Jeffrey Saut, the chief investment officer at Raymond James and SA contributor, made the following important comment this morning:
Over the weekend Greece did not default, although for over a year I have expressed the view that Greece has to default; a stance I continue to embrace. This morning, however, rumors are swirling again about a Greek default along with hints that Germany is not going to prevent it. That leaves the pre-opening futures down over 20 points, which would represent a retest of the selling-climax "lows" (1101 - 1120 basis the SPX).
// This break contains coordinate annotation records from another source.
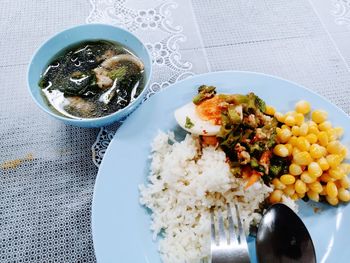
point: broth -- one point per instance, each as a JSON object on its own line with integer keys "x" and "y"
{"x": 92, "y": 79}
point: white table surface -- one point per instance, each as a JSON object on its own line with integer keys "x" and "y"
{"x": 46, "y": 169}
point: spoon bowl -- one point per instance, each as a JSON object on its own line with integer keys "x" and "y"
{"x": 283, "y": 238}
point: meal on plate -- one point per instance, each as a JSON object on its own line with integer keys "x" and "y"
{"x": 92, "y": 79}
{"x": 238, "y": 150}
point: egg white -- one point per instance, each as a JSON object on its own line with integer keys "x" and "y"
{"x": 200, "y": 127}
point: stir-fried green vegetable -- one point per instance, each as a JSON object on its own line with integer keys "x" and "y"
{"x": 247, "y": 134}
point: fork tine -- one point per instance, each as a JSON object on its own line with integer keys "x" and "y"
{"x": 212, "y": 230}
{"x": 231, "y": 227}
{"x": 222, "y": 234}
{"x": 241, "y": 233}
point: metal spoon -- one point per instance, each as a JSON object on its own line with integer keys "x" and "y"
{"x": 283, "y": 238}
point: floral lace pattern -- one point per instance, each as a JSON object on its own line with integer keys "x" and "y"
{"x": 341, "y": 12}
{"x": 153, "y": 22}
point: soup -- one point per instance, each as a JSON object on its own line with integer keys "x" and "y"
{"x": 92, "y": 79}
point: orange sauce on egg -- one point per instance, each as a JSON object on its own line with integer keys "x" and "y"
{"x": 210, "y": 110}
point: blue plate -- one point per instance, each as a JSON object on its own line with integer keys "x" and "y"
{"x": 120, "y": 225}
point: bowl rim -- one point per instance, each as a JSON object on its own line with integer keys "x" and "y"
{"x": 109, "y": 117}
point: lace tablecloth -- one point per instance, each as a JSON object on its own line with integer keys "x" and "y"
{"x": 48, "y": 169}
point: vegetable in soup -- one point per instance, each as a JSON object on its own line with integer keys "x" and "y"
{"x": 92, "y": 79}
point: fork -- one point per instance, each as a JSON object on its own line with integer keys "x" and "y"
{"x": 232, "y": 247}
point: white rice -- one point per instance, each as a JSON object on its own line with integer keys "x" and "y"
{"x": 184, "y": 182}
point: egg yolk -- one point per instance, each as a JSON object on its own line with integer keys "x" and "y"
{"x": 210, "y": 110}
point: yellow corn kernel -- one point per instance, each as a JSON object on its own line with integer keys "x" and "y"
{"x": 279, "y": 116}
{"x": 312, "y": 138}
{"x": 313, "y": 196}
{"x": 334, "y": 160}
{"x": 303, "y": 144}
{"x": 323, "y": 138}
{"x": 295, "y": 151}
{"x": 343, "y": 195}
{"x": 323, "y": 192}
{"x": 289, "y": 190}
{"x": 295, "y": 169}
{"x": 332, "y": 200}
{"x": 290, "y": 148}
{"x": 290, "y": 113}
{"x": 299, "y": 119}
{"x": 278, "y": 184}
{"x": 325, "y": 177}
{"x": 339, "y": 131}
{"x": 270, "y": 110}
{"x": 316, "y": 187}
{"x": 345, "y": 167}
{"x": 331, "y": 189}
{"x": 345, "y": 182}
{"x": 294, "y": 196}
{"x": 334, "y": 147}
{"x": 319, "y": 116}
{"x": 344, "y": 152}
{"x": 307, "y": 178}
{"x": 281, "y": 150}
{"x": 303, "y": 107}
{"x": 303, "y": 130}
{"x": 317, "y": 151}
{"x": 287, "y": 179}
{"x": 295, "y": 130}
{"x": 314, "y": 169}
{"x": 302, "y": 158}
{"x": 293, "y": 140}
{"x": 276, "y": 196}
{"x": 313, "y": 130}
{"x": 301, "y": 195}
{"x": 322, "y": 162}
{"x": 336, "y": 173}
{"x": 324, "y": 126}
{"x": 312, "y": 124}
{"x": 332, "y": 135}
{"x": 337, "y": 183}
{"x": 289, "y": 120}
{"x": 284, "y": 126}
{"x": 284, "y": 135}
{"x": 300, "y": 186}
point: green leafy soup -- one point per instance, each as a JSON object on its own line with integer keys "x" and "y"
{"x": 92, "y": 79}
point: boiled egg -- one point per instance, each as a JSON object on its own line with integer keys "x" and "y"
{"x": 202, "y": 119}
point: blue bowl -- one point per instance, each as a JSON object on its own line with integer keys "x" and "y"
{"x": 74, "y": 35}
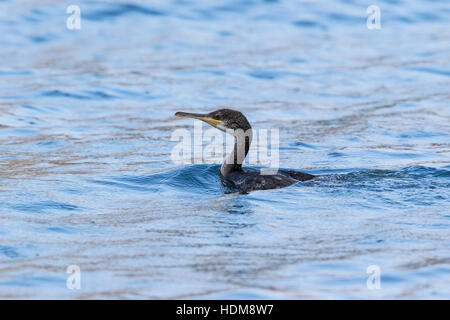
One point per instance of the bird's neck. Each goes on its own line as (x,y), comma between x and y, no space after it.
(233,161)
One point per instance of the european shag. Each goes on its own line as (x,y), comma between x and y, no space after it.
(236,124)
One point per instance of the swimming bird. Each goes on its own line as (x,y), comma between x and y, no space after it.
(236,124)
While I am hopeful this will be a successful retest, consistent with the October 1978/1979 bottoming sequence, if 1100 is decisively broken it would imply the rally from the March 2009 "lows" is over.
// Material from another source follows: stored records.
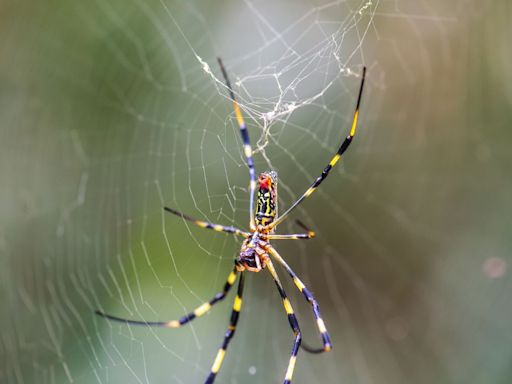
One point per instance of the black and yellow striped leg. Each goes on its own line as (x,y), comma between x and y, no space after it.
(235,314)
(333,161)
(199,311)
(326,340)
(245,141)
(292,319)
(205,224)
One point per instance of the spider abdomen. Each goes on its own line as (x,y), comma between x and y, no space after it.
(266,207)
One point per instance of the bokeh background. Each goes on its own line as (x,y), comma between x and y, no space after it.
(108,112)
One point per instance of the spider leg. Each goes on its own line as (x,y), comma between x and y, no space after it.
(199,311)
(205,224)
(344,145)
(326,340)
(246,143)
(309,235)
(292,319)
(235,314)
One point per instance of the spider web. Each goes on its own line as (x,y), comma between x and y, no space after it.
(112,110)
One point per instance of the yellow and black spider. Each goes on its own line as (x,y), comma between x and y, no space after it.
(256,252)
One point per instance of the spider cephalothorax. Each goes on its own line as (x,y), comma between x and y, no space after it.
(257,252)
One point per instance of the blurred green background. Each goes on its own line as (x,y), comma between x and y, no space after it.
(107,115)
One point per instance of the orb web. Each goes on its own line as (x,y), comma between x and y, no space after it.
(120,109)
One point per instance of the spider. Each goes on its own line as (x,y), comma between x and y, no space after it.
(256,252)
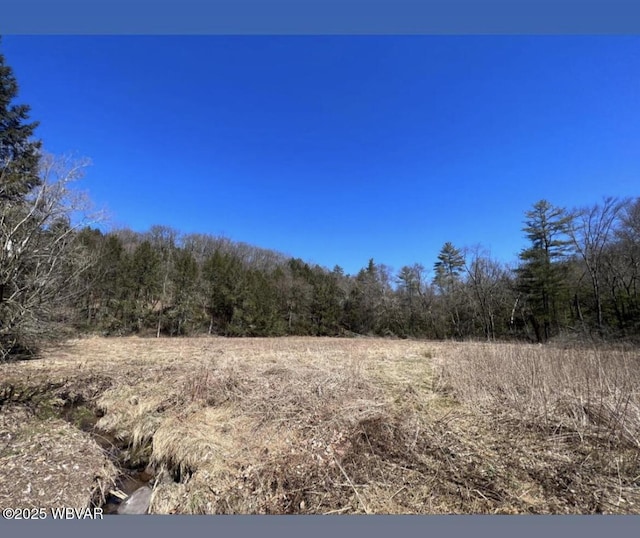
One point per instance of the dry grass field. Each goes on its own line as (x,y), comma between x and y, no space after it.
(325,426)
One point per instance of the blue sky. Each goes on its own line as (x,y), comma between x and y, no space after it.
(340,149)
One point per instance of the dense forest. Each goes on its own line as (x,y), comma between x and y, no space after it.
(578,273)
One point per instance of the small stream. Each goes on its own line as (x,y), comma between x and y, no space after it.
(133,478)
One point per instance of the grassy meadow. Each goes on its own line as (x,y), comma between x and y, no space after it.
(307,425)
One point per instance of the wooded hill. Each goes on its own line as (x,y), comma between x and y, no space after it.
(578,273)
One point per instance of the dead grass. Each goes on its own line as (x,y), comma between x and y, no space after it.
(331,426)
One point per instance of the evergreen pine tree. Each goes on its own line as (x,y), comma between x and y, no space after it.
(541,276)
(19,153)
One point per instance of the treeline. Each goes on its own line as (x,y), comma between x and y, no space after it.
(578,275)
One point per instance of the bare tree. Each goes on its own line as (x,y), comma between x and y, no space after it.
(591,231)
(40,258)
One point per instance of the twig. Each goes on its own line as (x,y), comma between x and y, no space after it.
(364,507)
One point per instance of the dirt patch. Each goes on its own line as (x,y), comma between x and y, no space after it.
(48,463)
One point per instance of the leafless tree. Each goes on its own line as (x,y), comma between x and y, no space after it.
(591,232)
(40,258)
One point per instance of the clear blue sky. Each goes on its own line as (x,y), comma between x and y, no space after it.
(340,149)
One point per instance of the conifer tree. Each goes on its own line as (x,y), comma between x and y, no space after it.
(19,152)
(541,278)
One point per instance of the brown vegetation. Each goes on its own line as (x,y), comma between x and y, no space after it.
(323,425)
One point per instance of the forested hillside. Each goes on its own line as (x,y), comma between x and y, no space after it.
(577,273)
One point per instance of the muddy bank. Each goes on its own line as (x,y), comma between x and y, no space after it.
(133,486)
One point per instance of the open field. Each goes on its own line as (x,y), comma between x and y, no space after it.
(325,426)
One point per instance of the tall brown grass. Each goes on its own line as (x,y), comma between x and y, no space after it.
(581,391)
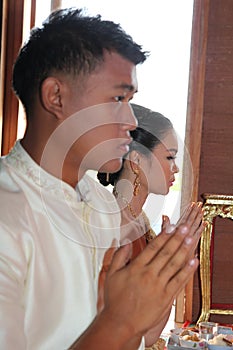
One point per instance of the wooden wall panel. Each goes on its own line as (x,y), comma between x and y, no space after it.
(216,165)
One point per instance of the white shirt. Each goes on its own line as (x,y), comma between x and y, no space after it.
(52,242)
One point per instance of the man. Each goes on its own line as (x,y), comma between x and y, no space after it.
(75,77)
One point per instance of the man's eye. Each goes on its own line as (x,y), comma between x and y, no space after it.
(119,98)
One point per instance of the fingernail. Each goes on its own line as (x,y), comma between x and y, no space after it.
(184,230)
(125,241)
(170,228)
(192,262)
(188,240)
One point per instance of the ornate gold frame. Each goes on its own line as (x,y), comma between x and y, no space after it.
(214,205)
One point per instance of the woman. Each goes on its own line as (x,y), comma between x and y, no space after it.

- Will the 1100 level be broken on the S&P 500 Index?
- If 1100 gets violated, does this imply that the March 2009 low rally is over?
Our answer to the first question is YES. We believe that 1100 will be taken out for three reasons:
- Greece will eventually default, it is just simple arithmetic, as pointed out in Mauldin's newsletter "Thoughts from the Frontline." The Greek debt-to-GDP is currently at 140%. It will be close to 180% by year’s end (assuming someone gives them the money). The deficit is north of 15%. They simply cannot afford to make the interest payments. True market (not eurozone-subsidized) interest rates on Greek short-term debt are close to 100%. The long-term debt simply cannot be refinanced without eurozone bailouts.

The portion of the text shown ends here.